¡Se «enfermó» la tesorera y ya no se presentó!


La Paz (California) — Una fuerte inconformidad se vive entre madres y padres de familia de la escuela primaria Francisco González Bocanegra, en la ciudad de La Paz, luego de que saliera a la luz la desaparición de alrededor de 60 mil pesos, dinero que habría sido recaudado mediante las cuotas de inscripción correspondientes al ciclo escolar 2024-2025.

De acuerdo con los señalamientos hechos por los propios tutores, el recurso estaba bajo resguardo de quien se desempeñaba como tesorera de la Asociación de Padres de Familia, Merary Carrión Meza, de quien, aseguran, no se tiene información clara sobre su paradero ni sobre el destino del dinero. La situación ha encendido la molestia de la comunidad escolar, al considerar que se trata de fondos que debían ser utilizados en beneficio directo del plantel y de los estudiantes.

En medio de la polémica, la dirección de la escuela emitió un posicionamiento oficial firmado por el profesor Germán Murillo Aragón, quien recientemente asumió funciones al frente del plantel. En el documento, el directivo marca distancia del caso y establece que la administración, control y custodia de esos recursos no corresponde a la escuela, sino exclusivamente a la organización de padres de familia.

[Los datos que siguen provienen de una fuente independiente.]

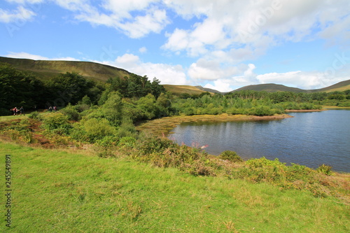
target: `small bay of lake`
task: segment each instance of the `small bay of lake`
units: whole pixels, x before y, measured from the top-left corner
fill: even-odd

Sin embargo, más allá del deslinde institucional, el problema ya tiene efectos visibles en la vida escolar. La falta de estos recursos ha impactado de manera directa en actividades que forman parte de la convivencia y tradición de la comunidad educativa, como los festivales de Navidad y primavera, los cuales han tenido que ser suspendidos. Ante la carencia económica, la escuela y los propios padres se han visto obligados a recurrir a rifas y otras dinámicas de recaudación para obtener recursos mínimos que permitan sostener algunas necesidades básicas del plantel.

Para los inconformes, el tema no puede quedar reducido a una explicación administrativa ni a un simple cruce de responsabilidades. Lo que está en juego, sostienen, no es únicamente el monto desaparecido, sino la confianza de toda una comunidad que aportó dinero con la expectativa de que sería utilizado de manera transparente para mejorar las condiciones de sus hijos en la escuela.

Por ello, exigen que la denuncia presentada no quede archivada ni se convierta en otro caso de impunidad. Demandan una investigación seria, resultados concretos y la devolución total del recurso presuntamente extraviado. Advierten que, de no haber una respuesta convincente, será prácticamente imposible volver a pedir a los padres cooperación para futuras actividades como vendimias, rifas o cualquier otro esfuerzo colectivo.

El caso ha dejado al descubierto una realidad incómoda: cuando desaparece dinero destinado a la educación, no sólo se afecta la operatividad de una escuela, también se rompe el vínculo de confianza entre padres, directivos y los organismos que se supone deben velar por el bienestar del alumnado.